When you throw, the JVM abandons the current method and looks for a matching catch in the caller. If there isn't one, it abandons that method too, and keeps going up the call stack. This walk is called stack unwinding. If it reaches the top of the thread with no handler, the thread dies and the trace is printed.

Unwinding — the exception climbs until something catches it
void main()  { a(); }              // 3. no catch here either -> thread dies, trace printed
void a()     { b(); }              // 2. no catch here -> keep climbing
void b()     { throw new IllegalStateException("boom"); }  // 1. thrown here

// Output:
// Exception in thread "main" java.lang.IllegalStateException: boom
//     at Demo.b(Demo.java:8)
//     at Demo.a(Demo.java:6)
//     at Demo.main(Demo.java:4)

Throwing is pulling the emergency cord on a train. The current carriage stops immediately and the alarm passes down the train, carriage by carriage, until someone with a key (a catch) responds. If nobody on the whole train has a key, the train stops dead and a report is printed of exactly which carriage pulled the cord and who was standing behind it.

01. The hierarchy — everything is a Throwable

Every single thing you can throw or catch in Java descends from one class: Throwable. Learn this tree and 80% of exception questions answer themselves.

The tree that explains everything
              Object
                |
            Throwable                 <- the root of everything throwable
             /      \
          Error    Exception
            |        /      \
            |       |    RuntimeException
            |       |          |
            |       |    - NullPointerException
            |       |    - IllegalArgumentException
            |       |    - IllegalStateException
            |       |    - IndexOutOfBoundsException
            |       |    - ArithmeticException
            |       |    - ClassCastException
            |       |
            |    (checked exceptions)
            |     - IOException
            |     - FileNotFoundException
            |     - SQLException
            |     - InterruptedException
            |
        (unrecoverable JVM problems)
         - OutOfMemoryError
         - StackOverflowError
         - NoClassDefFoundError

The tree splits into three practical groups:

Group Who caused it Checked? Should you catch it?
Error The JVM itself is in trouble No No — you cannot meaningfully fix it
RuntimeException A bug in your code No Usually no — fix the bug instead
Other Exception The outside world misbehaved Yes Yes — this is expected and recoverable
The rule that defines "checked"

An exception is checked if it extends Exception but not RuntimeException. That's the whole rule. Error and RuntimeException and all their subclasses are unchecked. Nothing else about the class matters — not its name, not its package.

Never catch Error

OutOfMemoryError means the heap is exhausted; StackOverflowError means the stack is. Catching them and "carrying on" leaves the JVM in a state where nothing is trustworthy — your catch block itself may need memory it can't get. Let the process die and restart it.

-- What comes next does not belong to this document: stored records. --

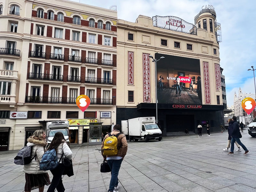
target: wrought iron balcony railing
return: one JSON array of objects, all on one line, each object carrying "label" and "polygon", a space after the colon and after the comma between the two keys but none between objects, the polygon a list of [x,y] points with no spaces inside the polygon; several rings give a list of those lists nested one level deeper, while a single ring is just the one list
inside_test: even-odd
[{"label": "wrought iron balcony railing", "polygon": [[113,66],[113,61],[102,59],[101,60],[101,65],[108,65],[109,66]]},{"label": "wrought iron balcony railing", "polygon": [[63,76],[62,75],[29,73],[28,79],[62,81],[63,81]]},{"label": "wrought iron balcony railing", "polygon": [[85,83],[111,84],[113,84],[112,79],[103,79],[95,77],[85,77]]},{"label": "wrought iron balcony railing", "polygon": [[64,55],[61,55],[60,54],[55,54],[55,53],[51,53],[51,57],[50,57],[50,58],[51,59],[54,59],[55,60],[64,60]]},{"label": "wrought iron balcony railing", "polygon": [[81,82],[80,76],[68,76],[68,81],[69,82]]},{"label": "wrought iron balcony railing", "polygon": [[44,52],[39,52],[37,51],[31,51],[30,52],[30,56],[31,57],[45,59],[45,53]]},{"label": "wrought iron balcony railing", "polygon": [[9,48],[0,48],[0,55],[9,55],[20,56],[20,51]]},{"label": "wrought iron balcony railing", "polygon": [[81,57],[77,57],[73,55],[68,56],[68,61],[74,62],[81,62],[82,58]]},{"label": "wrought iron balcony railing", "polygon": [[93,64],[97,64],[98,63],[98,60],[97,59],[93,59],[92,58],[86,58],[85,59],[85,63],[92,63]]}]

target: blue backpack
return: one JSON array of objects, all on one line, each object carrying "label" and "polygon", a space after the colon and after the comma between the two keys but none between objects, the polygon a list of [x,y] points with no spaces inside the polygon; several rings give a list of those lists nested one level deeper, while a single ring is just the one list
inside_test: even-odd
[{"label": "blue backpack", "polygon": [[47,150],[43,155],[41,162],[39,163],[40,170],[48,171],[55,169],[58,166],[63,156],[62,154],[61,157],[58,162],[55,149]]}]

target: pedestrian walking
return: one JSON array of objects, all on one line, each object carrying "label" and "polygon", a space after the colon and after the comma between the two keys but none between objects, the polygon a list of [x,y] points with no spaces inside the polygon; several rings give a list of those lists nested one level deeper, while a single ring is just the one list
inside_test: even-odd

02. Checked vs unchecked — the real distinction

Checked exceptions are enforced by the compiler: you must either catch them or declare them with throws. Unchecked exceptions are not — you can ignore them entirely and the code still compiles.

Checked — the compiler will not let you look away
// IOException is checked, so ONE of these two is mandatory:

// Option A — handle it here
void readA() {
    try {
        Files.readString(Path.of("a.txt"));
    } catch (IOException e) {
        System.out.println("could not read: " + e.getMessage());
    }
}

// Option B — declare it and make it the caller's problem
void readB() throws IOException {
    Files.readString(Path.of("a.txt"));
}

// Option C — do neither
void readC() {
    Files.readString(Path.of("a.txt"));   // COMPILE ERROR:
}                                          // unreported exception IOException; must be caught or declared
Unchecked — the compiler says nothing at all
void parse(String s) {
    int n = Integer.parseInt(s);   // throws NumberFormatException (unchecked)
}                                  // Compiles fine. No try, no throws. Blows up at runtime if s is "abc".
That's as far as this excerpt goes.